Originally Posted by acozzens
did I jack my damn taco in the wrong spot and thus present wrong information in this video ?
You did fine in the video. Important thing is that the jack is on level solid ground and makes solid contact with what's being jacked... don't want it to slip. I jack from the axle regularly. Other good points are the frame as ktm showed. The front tires are much harder due to the IFS suspension; make sure you chose a nonmoving part that is solid. Since I have a lift it's a pain, I use the frame and jack like crazy.
Your tire might be alright. Damage to tread area can sometimes be repaired. Damage to sidewall is always - dead tire.
-Never use ramps. They are unsafe. If you want to argue, I have a gravesite you can visit.
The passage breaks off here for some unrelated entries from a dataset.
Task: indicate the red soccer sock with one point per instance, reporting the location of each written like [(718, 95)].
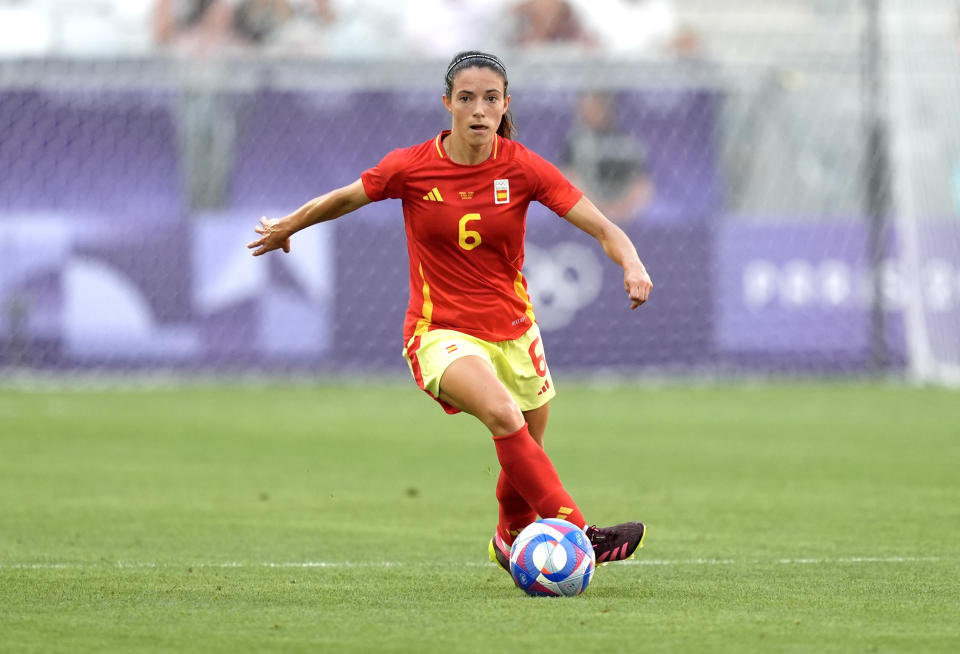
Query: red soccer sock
[(530, 471), (515, 513)]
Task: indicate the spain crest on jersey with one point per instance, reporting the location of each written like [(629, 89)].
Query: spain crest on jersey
[(501, 191)]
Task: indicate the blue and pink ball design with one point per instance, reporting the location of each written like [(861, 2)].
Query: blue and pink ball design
[(552, 558)]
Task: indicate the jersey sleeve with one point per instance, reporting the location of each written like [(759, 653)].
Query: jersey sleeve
[(550, 187), (385, 180)]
-I would try avoiding jack points that lift more than one wheel at a time. Less stuff in the air = safer.
-always use wheel chocks. Sandbags, really big rocks, large firewood quarters, etc. can work, doesn't need to be terribly fancy. I use railroad ties that are cut in 1' lengths. Chock the wheel on both sides (front and back)
-Invest in a good jack. The emergency jack isn't that great and is slow, also more dangerous since it has a small area of contact. Also, you might forget to put it back!
-Jack stands are also good. A jack can "fade" (release pressure) and drop. Jack stands have pins or levers that prevent this from happening.
-if you jack is too small (can't raise wheel high enough) you can place a block of wood on the cup to act as a spacer. I only recommend this with jacks that have a large cup. I only do this when jacking against flat pieces of the truck, such as the frame. It isn't Ideal... but I'm not buying a lift :P
-never place yourself under a jacked up vehicle that isn't on jack stands. In general, don't be under the vehicle if possible.
-wheels can be heavy. Instead of dead-lifting it on, use a pry bar as a lever. Put the pry bar flat on the ground, put tire on top. With one hand on the tire, lift up on the pry bar. The tire will raise, and you can do this to position the tire up onto the lugs.
-as soon as possible, torque the lug nuts to factory spec. Only torque on wheels that aren't jacked up. When done, loosen the torque on your wrench before putting the tool away (such as 20 lbs). This relieves pressure on the wrench
-Get some anti-seize. I currently have a brush-in-can of Lawson Lubri-Temp Mark XXII
. Brush the lug bolts with a bit of this and it will make your lugs easier to take off, and add a bit of protection. Some folks think that it might loosen the lugs over time, but there's nothing to worry about with a properly torqued wheel. I've got 500k miles to prove it, too.